In New Jersey, the Harassment, Intimidation, or Bullying (HIB) law was enacted for the the 2011-2012 school year. While it certainly is the most comprehensive, methodical law in the US today (you can read the law and the HIB process here: http://www.state.nj.us/education/parents/bully.pdf), it’s creation, formation, and opinions are stemmed from a variety of external factors. Factors include movies, websites, and even apps that you can use on your smartphone. I recently downloaded two apps and wanted to share with you my thoughts on them.
- The first app I downloaded is called Stop Bullies. Free of charge, it offers to collect your personal information (name and contact info) and then send a bullying incident to authorities. The app gives you an option of sending a photo, a text message, or a video. You can send the incident as yourself or as ‘anonymous’ (I know what you’re thinking, but the anonymous piece is very important, as many state laws allow you to file complaints in this fashion). It also has a resources button that offers nine different links to various webpages (from defining the word ‘bully’ to “the ABC’s of bullying for students, parents, teachers, and administrators).

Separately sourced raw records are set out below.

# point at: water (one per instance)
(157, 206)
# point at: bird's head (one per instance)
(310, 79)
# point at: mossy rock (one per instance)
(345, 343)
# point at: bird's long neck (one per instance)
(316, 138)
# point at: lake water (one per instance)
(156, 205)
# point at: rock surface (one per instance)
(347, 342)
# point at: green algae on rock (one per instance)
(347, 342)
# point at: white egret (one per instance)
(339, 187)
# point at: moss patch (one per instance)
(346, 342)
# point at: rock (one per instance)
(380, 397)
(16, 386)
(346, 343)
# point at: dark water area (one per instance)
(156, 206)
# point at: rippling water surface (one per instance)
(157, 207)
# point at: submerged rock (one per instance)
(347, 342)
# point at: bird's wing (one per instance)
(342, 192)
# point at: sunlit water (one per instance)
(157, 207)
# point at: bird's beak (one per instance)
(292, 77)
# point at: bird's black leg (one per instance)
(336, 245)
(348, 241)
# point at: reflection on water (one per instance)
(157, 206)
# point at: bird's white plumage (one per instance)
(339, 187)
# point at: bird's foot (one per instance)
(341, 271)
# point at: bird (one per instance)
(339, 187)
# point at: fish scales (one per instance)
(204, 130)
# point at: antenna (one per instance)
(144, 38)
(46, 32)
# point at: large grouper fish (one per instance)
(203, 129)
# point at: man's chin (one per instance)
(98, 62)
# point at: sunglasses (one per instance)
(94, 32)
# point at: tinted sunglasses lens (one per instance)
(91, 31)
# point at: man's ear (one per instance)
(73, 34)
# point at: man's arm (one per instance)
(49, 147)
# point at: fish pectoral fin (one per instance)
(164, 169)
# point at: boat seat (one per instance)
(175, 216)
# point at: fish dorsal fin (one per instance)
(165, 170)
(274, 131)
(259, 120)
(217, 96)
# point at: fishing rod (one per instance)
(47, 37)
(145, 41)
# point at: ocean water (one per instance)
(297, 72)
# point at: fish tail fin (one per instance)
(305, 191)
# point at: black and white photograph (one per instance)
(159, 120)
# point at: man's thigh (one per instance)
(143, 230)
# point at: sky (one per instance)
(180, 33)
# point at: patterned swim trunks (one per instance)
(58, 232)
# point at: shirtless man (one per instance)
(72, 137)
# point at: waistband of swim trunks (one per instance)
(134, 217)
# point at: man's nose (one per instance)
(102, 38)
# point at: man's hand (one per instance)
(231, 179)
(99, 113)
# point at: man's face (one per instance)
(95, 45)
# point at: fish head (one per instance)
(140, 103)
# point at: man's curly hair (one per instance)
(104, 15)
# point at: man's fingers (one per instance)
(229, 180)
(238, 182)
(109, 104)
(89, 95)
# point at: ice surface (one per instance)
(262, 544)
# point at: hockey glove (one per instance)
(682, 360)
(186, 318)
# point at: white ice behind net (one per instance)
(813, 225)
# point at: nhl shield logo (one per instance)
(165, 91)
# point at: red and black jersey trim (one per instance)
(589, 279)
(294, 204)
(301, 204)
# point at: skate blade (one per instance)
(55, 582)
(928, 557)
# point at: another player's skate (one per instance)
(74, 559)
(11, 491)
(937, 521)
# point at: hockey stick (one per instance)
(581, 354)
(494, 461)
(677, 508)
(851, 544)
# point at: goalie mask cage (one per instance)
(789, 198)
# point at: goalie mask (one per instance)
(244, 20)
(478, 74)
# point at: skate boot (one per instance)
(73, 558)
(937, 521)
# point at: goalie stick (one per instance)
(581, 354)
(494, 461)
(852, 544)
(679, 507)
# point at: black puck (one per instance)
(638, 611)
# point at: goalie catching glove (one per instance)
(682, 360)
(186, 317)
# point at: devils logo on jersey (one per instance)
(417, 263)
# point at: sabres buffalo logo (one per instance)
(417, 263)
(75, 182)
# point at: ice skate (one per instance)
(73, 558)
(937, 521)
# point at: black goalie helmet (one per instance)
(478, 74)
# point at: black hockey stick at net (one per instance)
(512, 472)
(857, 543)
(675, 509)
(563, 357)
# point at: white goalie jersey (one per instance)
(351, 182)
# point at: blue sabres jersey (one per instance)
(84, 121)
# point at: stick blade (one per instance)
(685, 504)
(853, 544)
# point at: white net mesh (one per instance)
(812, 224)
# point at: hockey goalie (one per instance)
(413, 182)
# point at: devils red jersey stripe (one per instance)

My concerns: from the administrative standpoint, I don’t know where this information is going. I have never heard of this program / app before, and as far as I know, nobody else has either. Is the company just collecting data or are they sending it to the District? Students and parents already have the opportunity to report HIB incidents anonymously in NJ (the district has to provide the tool to do such as well). I’ll be wataching to see if anyhting comes along via the Stop Bullies app.
- The second app is called Take A Stand Together. Also free, this app was designed for students in Australia; I was hesitant at first to download, but bullying is universal and has no bounds. I’m glad I downloaded it. Take a Stand Together has five different links on the main app, but you need to build your avatar before “unlocking” areas. The avatar is fun to make, and you have to choose form ten anti-bullying statements. You give it initials, state your grade (designed for grades 1-12) and you province. I just clicked 🙂 Going back to the main page, each link takes you to a tip sheet tailored to what you clicked on offering scads of advice. Should you want more, you can click on links to websites out of the app, and on all pages you can click on the ‘get help!’ button and get additional tips, along with further contact information.
My Concerns – I don’t have any! I wish this app would be copied by a company in the US and updated with US contact information. Definitely worth checking out.